GP Ansor dan Masyarakat Adat Dayak Kolaborasi Perkuat Pancasila
Pancasila sudah final dan siap menghadapi organisasi yang ingin mendirikan khilafah di Indonesia.
Penulis: Hasanudin Aco
Editor: Johnson Simanjuntak
TRIBUNNEWS.COM, JAKARTA – Gerakan Pemuda Ansor (GP Ansor) menyambut baik ajakan kerja sama Masyarakat Adat Dayak yang tergabung dalam Dayak International Organization (DIO) dan Majelis Hakim Adat Dayak Nasional (MHDN).
Pancasila sudah final dan siap menghadapi organisasi yang ingin mendirikan khilafah di Indonesia.
Semua elemen bangsa harus berkolaborasi memperkuat Pancasila.
Hal ini terungkap dalam pertemuan Ketua Umum GP Ansor Yaqut Cholil Qoumas bersama jajarannya dengan pimpinan DIO dan MHDN di Markas GP Ansor di Kawasan Kramat, Jakarta, Kamis (16/7/2020).
Yaqut mengatakan, pelaksanaan Pancasila harus semakin diperkuat, sehingga benar-benar dapat dirasakan dalam kehidupan berbangsa dan bernegara.
“Kami sangat senang karena masyarakat Dayak mau berkolaborasi dengan GP Ansor untuk bersama-sama mengawal pelaksanaan Pancasila. Ada banyak tantangan berat pelaksanaan Pancasila ke depan, sehingga kita butuhkan kolaborasi yang lebih luas dari berbagai elemen bangsa,” jelas Yaqut.
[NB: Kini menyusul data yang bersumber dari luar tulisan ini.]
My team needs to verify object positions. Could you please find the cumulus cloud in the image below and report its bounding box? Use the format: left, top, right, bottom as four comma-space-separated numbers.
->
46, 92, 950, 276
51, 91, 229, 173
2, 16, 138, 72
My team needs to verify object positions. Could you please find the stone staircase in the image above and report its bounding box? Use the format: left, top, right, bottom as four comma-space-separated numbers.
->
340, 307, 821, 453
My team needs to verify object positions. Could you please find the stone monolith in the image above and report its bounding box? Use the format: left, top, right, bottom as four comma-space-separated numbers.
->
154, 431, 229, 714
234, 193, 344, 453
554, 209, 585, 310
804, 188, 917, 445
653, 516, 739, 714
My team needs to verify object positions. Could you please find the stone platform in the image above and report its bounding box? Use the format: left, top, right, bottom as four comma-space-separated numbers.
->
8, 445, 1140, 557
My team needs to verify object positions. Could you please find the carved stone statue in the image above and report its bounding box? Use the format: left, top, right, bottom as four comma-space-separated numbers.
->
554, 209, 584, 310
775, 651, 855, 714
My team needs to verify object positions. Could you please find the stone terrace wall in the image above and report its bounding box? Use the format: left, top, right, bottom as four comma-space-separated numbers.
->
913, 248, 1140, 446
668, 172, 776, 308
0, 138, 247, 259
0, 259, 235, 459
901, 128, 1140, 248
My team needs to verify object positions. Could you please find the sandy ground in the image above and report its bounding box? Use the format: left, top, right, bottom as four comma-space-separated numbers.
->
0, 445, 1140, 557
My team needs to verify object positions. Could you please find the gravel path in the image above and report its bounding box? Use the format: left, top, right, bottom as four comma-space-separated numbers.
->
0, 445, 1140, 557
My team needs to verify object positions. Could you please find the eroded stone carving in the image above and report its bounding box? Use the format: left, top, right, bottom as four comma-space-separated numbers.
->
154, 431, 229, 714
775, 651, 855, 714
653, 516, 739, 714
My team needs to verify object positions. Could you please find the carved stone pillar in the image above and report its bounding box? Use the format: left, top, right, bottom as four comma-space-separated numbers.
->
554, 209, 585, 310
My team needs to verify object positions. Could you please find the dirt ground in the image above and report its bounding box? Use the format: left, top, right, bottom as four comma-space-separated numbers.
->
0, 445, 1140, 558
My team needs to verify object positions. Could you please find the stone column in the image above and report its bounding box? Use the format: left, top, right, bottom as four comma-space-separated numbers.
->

Baca: Istana: Terpenting dalam RUU BPIP, Pasal Kontroversial di RUU HIP Tidak Ada Lagi
Menurut Yaqut, tantangan terbesar misalnya, masih adanya kelompok masyarakat yang nyata-nyata ingin mendirikan khilafah Islamiyah.
Dia menegaskan, pihaknya siap melawan siapapun yang mengganggu negara Pancasila. Untuk itu, katanya, GP Ansor sangat mengapresiasi sikap yang ditunjukkan masyarakat Dayak.
“Mereka ingin mendirikan khilafah Islamiyah, kami juga Muslim, tapi bagi kami negara Indonesia sudah final dan Pancasila merupakan dasar negara. Kita lawan kelompok seperti itu. Tapi, kita tidak bisa sendiri-sendiri. Kita harus terus menjalin kerja sama dengan kelompok lain untuk memperkuat pelaksanaan Pancasila,” kata Yaqut.
Yaqut menegaskan, perbedaan dan keberagaman Indonesia merupakan kodrat Bangsa Indonesia, sehingga negara ini harus memastikan semua warga negara memiliki hak yang sama sebagai warga negara.
“Misalnya, kita hanya memiliki enam agama yang diakui negara, tapi jangan lupa ada banyak agama lokal yang tidak boleh diabaikan negara,” katanya.
Tantangan lain, kata Yaqut, masih adanya beberapa produk perundangan yang dalam implementasinya justru melemahkan Pancasila.
Untuk itu, perlu upaya untuk mengembalikan semua produk perundangan kembali kepada semangat nilai Pancasila.
“Contoh saja, UU Minerba. Itu membuka peluang seluasnya untuk korporasi besar mengambil keuntungan sebesar-besarnya dari kekayaan alam. Keadilan sosial, masa hanya untuk konglomerasi. Hal-hal seperti ini harus kita perbaiki,” tegasnya.